This question gets to the core of Epic’s strategy for competing with dominant storefronts. We believe exclusives are the only strategy that will change the 70/30 status quo at a large enough scale to permanently affect the whole game industry.
For example, after years of great work by independent stores (excluding big publishers like EA-Activision-Ubi), none seem to have reached 5% of Steam’s scale. Nearly all have more features than Epic; and the ability to discount games is limited by various external pressures.
This leads to the strategy of exclusives which, though unpopular with dedicated Steam gamers, do work, as established by the major publisher storefronts and by the key Epic Games store releases compared to their former Steam revenue projections and their actual console sales.
In judging whether a disruptive move like this is reasonable in gaming, I suggest considering two questions: Is the solution proportionate to the problem it addresses, and are gamers likely benefit from the end goal if it’s ultimately achieved?
The 30% store tax usually exceeds the entire profits of the developer who built the game that’s sold. This is a disastrous situation for developers and publishers alike, so I believe the strategy of exclusives is proportionate to the problem.
If the Epic strategy either succeeds in building a second major storefront for PC games with an 88/12 revenue split, or even just leads other stores to significantly improve their terms, the result will be a major wave of reinvestment in game development and a lowering of costs.
Will the resulting 18% increase in developer and publisher revenue benefit gamers? Such gains are generally split among (1) reinvestment, (2) profit, and (3) price reduction. The more games are competing with each other, the more likely the proceeds are to go to (1) and (3).
So I believe this approach passes the test of ultimately benefitting gamers after game storefronts have rebalanced and developers have reinvested more of their fruits of their labor into creation rather than taxation.
Of course, there are LOTS of challenges along the way, and Epic is fully committed to solving all problems that arise for gamers are for our partners as the Epic Games store grows.

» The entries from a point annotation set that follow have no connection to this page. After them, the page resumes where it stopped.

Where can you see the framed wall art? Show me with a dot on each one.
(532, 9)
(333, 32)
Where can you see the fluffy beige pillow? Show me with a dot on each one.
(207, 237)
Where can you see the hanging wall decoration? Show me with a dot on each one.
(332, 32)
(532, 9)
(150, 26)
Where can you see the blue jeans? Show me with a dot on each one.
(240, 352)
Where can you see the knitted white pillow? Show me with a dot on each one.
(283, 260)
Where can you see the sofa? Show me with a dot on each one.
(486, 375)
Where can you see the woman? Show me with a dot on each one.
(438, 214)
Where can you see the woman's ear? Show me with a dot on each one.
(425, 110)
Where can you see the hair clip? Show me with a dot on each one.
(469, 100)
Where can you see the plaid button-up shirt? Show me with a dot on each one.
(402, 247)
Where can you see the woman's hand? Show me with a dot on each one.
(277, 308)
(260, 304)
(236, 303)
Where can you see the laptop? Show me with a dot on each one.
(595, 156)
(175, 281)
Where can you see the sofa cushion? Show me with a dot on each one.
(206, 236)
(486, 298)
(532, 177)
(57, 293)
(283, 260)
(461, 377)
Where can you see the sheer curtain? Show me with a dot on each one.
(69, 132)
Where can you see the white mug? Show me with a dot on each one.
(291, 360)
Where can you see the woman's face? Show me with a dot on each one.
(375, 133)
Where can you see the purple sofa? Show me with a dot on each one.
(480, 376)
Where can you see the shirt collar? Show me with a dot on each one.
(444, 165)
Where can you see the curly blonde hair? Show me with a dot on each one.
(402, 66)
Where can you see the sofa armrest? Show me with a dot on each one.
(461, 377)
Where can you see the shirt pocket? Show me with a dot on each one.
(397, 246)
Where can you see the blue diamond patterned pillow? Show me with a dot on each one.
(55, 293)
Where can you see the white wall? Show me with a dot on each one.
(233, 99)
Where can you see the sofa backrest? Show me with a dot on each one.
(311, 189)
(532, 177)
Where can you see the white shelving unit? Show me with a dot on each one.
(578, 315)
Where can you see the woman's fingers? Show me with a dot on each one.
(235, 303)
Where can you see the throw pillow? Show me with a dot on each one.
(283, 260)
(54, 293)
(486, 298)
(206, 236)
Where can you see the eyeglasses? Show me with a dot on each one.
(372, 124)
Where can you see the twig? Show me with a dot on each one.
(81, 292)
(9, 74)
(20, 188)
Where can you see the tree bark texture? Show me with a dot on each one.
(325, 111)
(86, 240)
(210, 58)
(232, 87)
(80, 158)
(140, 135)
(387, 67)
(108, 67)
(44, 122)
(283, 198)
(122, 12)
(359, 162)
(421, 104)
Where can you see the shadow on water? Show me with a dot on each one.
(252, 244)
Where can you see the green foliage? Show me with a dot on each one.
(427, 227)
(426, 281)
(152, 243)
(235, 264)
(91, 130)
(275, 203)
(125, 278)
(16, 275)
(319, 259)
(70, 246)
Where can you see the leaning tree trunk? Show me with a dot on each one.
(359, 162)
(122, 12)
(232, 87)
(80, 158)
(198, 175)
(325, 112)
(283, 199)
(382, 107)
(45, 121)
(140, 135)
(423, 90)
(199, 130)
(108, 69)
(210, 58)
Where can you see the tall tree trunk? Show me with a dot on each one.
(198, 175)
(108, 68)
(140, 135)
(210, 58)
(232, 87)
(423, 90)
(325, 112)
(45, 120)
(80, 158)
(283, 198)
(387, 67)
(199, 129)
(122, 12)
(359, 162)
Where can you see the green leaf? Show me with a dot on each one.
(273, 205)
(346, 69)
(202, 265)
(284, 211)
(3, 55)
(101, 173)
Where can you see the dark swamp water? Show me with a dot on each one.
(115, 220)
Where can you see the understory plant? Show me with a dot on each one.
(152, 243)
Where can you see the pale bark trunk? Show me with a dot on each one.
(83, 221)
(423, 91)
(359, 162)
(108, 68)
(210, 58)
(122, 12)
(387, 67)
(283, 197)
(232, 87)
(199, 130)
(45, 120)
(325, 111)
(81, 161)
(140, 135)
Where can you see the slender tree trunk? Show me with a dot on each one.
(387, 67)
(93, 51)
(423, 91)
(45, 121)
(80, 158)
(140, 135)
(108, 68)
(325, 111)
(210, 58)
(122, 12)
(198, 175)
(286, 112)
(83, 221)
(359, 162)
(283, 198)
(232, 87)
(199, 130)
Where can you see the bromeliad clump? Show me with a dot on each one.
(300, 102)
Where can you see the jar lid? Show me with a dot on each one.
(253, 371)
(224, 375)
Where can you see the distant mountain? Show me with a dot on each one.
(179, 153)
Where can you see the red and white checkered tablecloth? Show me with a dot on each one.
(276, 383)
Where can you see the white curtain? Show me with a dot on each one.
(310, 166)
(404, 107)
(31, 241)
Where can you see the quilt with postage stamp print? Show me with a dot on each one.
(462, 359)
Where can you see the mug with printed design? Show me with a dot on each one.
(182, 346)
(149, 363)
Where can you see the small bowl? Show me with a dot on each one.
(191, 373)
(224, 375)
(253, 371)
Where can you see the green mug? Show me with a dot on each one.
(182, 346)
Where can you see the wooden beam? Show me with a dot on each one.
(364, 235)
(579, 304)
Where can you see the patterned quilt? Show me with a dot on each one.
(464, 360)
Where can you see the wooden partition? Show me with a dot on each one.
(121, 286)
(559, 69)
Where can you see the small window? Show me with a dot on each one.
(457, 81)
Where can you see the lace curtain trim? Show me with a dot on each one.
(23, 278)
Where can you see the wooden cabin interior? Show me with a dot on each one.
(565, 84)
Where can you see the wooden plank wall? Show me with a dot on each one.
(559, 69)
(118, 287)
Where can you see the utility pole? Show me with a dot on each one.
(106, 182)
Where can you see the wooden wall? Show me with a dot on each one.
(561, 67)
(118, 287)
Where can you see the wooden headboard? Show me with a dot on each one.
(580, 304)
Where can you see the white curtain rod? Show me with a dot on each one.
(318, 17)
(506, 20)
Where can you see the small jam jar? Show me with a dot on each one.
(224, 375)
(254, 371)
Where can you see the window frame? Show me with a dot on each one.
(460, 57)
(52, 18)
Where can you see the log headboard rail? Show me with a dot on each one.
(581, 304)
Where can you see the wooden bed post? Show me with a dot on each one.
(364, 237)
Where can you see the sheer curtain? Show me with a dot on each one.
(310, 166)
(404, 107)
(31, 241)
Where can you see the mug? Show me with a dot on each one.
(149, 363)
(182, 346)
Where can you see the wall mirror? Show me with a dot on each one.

jacobvandy wrote on Jun 26, 2019, 21:33:Slick wrote on Jun 26, 2019, 20:17:
No other community cares about what store they buy a product from more than the product itself. The discussion on the games is practically nil. The threads that blow up are faffing competition between which faceless multinational billion-dollar DRM software they want to click "buy" from.
Yes, community is the key word here. I don't know how many people care more about it than the games themselves, but plenty of people care a lot about the community they're a part of on Steam. It's not just a store like Epic is right now, it's forums and profiles and social feeds and reviews and guides and achievements and media sharing and workshop mods and streaming and fully-featured chat... Maybe you don't involve yourself with much of that, but there are millions who do and some have been at it for a decade or more. They want to buy their games there not because they're lazy or because they're corporate sheep or whatever other little insults people make. It's because the games on Steam are integrated into this huge ecosystem that people like living in, the closest thing PC has to Xbox Live or PlayStation Network.
So you're right in that it's not just about the games. But it's not just about the stores, either.